Pour Kevin, il ne faisait aucun doute que Landard n’avait pas supporté que sa femme le trompe avec son ennemi juré, le roi des caïds et la plus grosse frappe du quartier, le tombeur de ces dames : « Paulo le jeune ». Il avait alors décidé de faire comprendre très pragmatiquement à madame les bonnes manières. Il avait aussi projeté de faire la peau à ce « salaud de Paulo », mais il n’en avait pas eu le temps, fort malheureusement aux dires des flics qui l’avait arrêté.
C’est sur cette petite touche amoureuse que l’année se terminerait pour lui. Tout comme pour son client. A la différence près que Landard n’aurait pas à se soucier du menu du repas du réveillon. C’était toujours cela de gagné, pensa-t-il.

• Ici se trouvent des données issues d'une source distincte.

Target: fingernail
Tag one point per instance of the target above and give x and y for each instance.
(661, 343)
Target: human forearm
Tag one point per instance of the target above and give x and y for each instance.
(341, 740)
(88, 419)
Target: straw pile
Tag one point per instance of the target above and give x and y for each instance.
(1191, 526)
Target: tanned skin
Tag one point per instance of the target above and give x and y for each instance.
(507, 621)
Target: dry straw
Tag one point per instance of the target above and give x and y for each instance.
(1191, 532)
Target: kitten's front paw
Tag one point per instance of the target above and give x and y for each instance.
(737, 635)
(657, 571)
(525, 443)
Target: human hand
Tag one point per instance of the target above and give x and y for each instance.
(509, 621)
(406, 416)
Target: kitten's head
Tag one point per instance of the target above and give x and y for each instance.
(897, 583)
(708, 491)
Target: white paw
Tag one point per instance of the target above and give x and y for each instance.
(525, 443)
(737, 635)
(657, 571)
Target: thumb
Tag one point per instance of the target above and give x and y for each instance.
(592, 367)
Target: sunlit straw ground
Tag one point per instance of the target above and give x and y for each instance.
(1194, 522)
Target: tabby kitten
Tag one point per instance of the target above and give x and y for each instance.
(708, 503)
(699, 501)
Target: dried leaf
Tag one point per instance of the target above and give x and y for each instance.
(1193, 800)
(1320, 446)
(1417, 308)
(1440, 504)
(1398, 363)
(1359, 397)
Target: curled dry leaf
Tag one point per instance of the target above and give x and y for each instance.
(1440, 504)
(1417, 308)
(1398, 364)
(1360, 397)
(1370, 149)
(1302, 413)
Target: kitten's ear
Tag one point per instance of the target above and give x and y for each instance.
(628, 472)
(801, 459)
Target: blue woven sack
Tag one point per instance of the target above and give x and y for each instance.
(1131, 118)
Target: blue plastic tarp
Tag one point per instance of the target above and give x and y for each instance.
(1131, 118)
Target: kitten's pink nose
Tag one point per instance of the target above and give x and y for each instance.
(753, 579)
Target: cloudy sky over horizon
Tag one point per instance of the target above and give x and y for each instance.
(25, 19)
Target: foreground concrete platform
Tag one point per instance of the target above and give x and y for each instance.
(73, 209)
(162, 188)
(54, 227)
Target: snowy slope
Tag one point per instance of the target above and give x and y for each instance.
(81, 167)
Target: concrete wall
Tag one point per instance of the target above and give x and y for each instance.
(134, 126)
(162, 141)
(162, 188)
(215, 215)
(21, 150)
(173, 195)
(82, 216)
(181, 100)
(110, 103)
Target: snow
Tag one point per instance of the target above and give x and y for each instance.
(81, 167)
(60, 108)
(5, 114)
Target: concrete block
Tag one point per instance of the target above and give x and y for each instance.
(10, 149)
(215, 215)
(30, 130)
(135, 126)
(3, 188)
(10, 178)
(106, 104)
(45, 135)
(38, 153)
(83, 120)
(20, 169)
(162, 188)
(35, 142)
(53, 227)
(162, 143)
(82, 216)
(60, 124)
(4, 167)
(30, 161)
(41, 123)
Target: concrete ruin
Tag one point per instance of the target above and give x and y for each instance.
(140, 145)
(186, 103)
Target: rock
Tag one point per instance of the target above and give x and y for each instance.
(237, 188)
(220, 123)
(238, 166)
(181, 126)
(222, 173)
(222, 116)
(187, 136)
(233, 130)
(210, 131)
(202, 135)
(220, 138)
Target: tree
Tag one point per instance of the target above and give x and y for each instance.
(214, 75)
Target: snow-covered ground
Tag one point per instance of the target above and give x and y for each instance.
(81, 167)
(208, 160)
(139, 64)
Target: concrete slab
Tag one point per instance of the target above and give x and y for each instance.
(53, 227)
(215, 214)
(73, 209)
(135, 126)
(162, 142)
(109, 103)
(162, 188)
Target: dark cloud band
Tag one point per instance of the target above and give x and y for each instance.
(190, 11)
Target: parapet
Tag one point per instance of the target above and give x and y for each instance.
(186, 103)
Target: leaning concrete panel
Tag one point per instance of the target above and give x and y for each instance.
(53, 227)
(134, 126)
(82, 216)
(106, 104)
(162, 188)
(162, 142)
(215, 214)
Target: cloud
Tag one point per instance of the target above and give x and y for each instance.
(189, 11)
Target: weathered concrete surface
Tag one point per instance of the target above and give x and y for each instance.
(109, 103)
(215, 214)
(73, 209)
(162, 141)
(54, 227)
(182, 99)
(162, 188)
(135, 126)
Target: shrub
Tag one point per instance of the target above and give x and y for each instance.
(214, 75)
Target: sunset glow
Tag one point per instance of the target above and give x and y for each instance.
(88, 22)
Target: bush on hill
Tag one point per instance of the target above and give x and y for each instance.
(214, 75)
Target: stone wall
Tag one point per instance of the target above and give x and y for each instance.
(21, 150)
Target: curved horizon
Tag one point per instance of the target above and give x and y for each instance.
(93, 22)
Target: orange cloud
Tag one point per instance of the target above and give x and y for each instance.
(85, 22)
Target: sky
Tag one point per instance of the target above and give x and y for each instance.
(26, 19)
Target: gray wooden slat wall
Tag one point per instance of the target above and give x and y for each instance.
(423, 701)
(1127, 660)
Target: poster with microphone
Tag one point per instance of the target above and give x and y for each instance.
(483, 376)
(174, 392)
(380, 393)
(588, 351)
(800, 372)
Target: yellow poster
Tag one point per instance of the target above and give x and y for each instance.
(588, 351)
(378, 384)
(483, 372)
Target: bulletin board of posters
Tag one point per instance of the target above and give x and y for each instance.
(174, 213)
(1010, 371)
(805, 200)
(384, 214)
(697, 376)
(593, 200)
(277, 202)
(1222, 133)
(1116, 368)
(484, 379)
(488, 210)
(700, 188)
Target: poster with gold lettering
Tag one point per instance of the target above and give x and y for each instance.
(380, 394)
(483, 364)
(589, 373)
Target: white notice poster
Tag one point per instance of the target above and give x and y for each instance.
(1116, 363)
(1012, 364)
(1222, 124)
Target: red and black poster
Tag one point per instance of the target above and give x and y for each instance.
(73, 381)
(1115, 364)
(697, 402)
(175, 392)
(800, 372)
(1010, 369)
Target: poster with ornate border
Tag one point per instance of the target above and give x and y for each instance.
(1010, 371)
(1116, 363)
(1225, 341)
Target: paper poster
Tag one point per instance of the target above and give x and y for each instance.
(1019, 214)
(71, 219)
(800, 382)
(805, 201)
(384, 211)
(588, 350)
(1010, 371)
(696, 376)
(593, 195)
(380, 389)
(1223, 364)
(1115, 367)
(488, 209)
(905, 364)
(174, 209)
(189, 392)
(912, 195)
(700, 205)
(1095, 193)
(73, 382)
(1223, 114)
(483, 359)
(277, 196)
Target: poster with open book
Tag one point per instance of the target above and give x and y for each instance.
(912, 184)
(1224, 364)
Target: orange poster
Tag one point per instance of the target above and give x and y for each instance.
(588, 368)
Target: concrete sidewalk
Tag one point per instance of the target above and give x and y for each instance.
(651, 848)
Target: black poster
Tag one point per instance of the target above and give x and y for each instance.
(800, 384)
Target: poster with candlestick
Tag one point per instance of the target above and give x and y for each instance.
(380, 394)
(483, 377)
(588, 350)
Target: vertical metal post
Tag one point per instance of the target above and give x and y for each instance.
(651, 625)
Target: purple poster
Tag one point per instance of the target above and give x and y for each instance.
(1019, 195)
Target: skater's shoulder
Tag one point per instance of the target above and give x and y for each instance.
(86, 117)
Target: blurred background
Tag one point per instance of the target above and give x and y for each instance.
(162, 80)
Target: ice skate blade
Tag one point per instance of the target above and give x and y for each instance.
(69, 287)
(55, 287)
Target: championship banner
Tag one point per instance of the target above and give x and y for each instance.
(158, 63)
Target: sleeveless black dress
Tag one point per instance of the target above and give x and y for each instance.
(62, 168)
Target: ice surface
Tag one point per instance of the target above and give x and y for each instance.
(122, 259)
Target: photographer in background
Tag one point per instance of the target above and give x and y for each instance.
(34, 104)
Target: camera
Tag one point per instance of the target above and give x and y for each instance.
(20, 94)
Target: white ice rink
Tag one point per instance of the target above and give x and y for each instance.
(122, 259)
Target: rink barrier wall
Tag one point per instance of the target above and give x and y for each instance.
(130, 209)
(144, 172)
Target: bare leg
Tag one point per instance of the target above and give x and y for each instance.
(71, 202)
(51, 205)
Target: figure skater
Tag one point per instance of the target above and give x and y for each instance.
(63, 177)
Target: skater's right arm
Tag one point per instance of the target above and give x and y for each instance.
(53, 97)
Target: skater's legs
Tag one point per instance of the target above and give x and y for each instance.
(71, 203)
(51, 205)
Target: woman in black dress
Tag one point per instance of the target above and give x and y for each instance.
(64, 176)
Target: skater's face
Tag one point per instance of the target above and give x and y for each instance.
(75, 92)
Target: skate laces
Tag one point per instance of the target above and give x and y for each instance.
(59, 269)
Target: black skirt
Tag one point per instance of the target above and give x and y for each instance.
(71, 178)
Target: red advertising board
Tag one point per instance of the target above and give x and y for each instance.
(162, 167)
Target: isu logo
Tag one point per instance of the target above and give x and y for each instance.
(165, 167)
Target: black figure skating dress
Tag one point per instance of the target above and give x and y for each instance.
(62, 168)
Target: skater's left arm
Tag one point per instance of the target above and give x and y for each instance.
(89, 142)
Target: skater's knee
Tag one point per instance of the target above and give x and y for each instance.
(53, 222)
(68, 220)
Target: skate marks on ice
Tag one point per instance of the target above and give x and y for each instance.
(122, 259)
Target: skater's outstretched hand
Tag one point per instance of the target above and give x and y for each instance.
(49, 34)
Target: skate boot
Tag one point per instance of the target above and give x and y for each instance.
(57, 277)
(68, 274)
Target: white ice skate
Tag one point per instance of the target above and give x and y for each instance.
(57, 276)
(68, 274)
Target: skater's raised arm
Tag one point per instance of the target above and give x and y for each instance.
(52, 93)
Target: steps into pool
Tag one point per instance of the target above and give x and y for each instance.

Kevin le rejoignit dans la salle d’audience. Il voulait lui donner ses dernières instructions avant le début du procès, d’autant plus que le bonhomme en question était plutôt du genre volubile, ce qui n’arrangerait sur ce coup-là, nullement ses affaires.
Landard le salua, lui fit part du manque de « courtoisie » de ses geôliers, ce qui, en de telles circonstances, ne manquait pas de piquant et lui demanda pour la énième fois combien il risquait « de prendre ». Kevin n’avait pas pour habitude de tergiverser ni même de maintenir ses clients dans une hypothétique rêverie. Il savait qu’ils jouaient gros tous les deux. Et que les jurés ne seraient pas cléments envers un braqueur doublé d’un meurtrier. Il allait falloir qu’il la joue fine. Et que Landard ne la ramène pas trop pour une fois.
Le silence se fit dans la salle. On entendait à peine quelques raclements de gorge et la sonnerie d’un téléphone portable que l’on peinait à éteindre au fond d’un sac à main lorsque la cour entra, avec tout le cérémonial qui incombait à sa haute et puissante fonction. Kévin avait hâte de voir à quoi ressemblait ce nouveau Procureur de la République avec lequel il allait devoir batailler ferme. Il ne savait pas grand chose de lui mais une chose était certaine, sa réputation de pugnacité et d’intransigeance l’avait largement précédé. Le Procureur Dumont, tout un programme lui avait dit ses collègues. Espérons que les places ne soient pas trop chères, se dit-il.
Il vit alors s’asseoir à la place qu’il guettait avec une impatience assez partiellement dissimulée cette femme qui lui avait fait tant d’effet quelques semaines avant, au sortir du tribunal. Le Procureur Dumont était en fait « une Procureuse ». Kevin avait le plus grand mal à cacher sa surprise et son étonnement de voir une femme à un poste comme celui-là. Mal lui avait pris de ne pas avoir anticipé la chose. Il se retrouvait aujourd’hui comme un premier jour de plaidoirie, démunit, et pour le moins, un rien stupide. Quelle image cette femme devait maintenant avoir de sa personne !
- Mesdames et Messieurs, asseyez-vous, s’il vous plait.
Le président attendit quelques instants. Une technique qu’il utilisait fréquemment pour marquer son autorité sur les personnes présentes à l’audience, personnes qu’il ne comptait pas laisser se dissiper une seule seconde.
- L’audience peut commencer. Monsieur le juge d’instruction, je vous laisse la parole.
- Merci, monsieur le président…
Kévin n’arrivait pas à se concentrer sur le moindre mot prononcé par le juge Lambert. Et même s’il connaissait son dossier sur le bout des doigts, il avait le plus grand mal à maîtriser des émotions qui l’envahissaient, sans même pouvoir y remédier d’une quelconque manière. Il risqua un coup d’œil rapide vers cette femme qui lui faisait un si vif effet. Elle semblait ne pas l’avoir remarqué et gardait cette posture fière et parfaitement hautaine qui faisait du Procureur de la République un être tout à fait à part.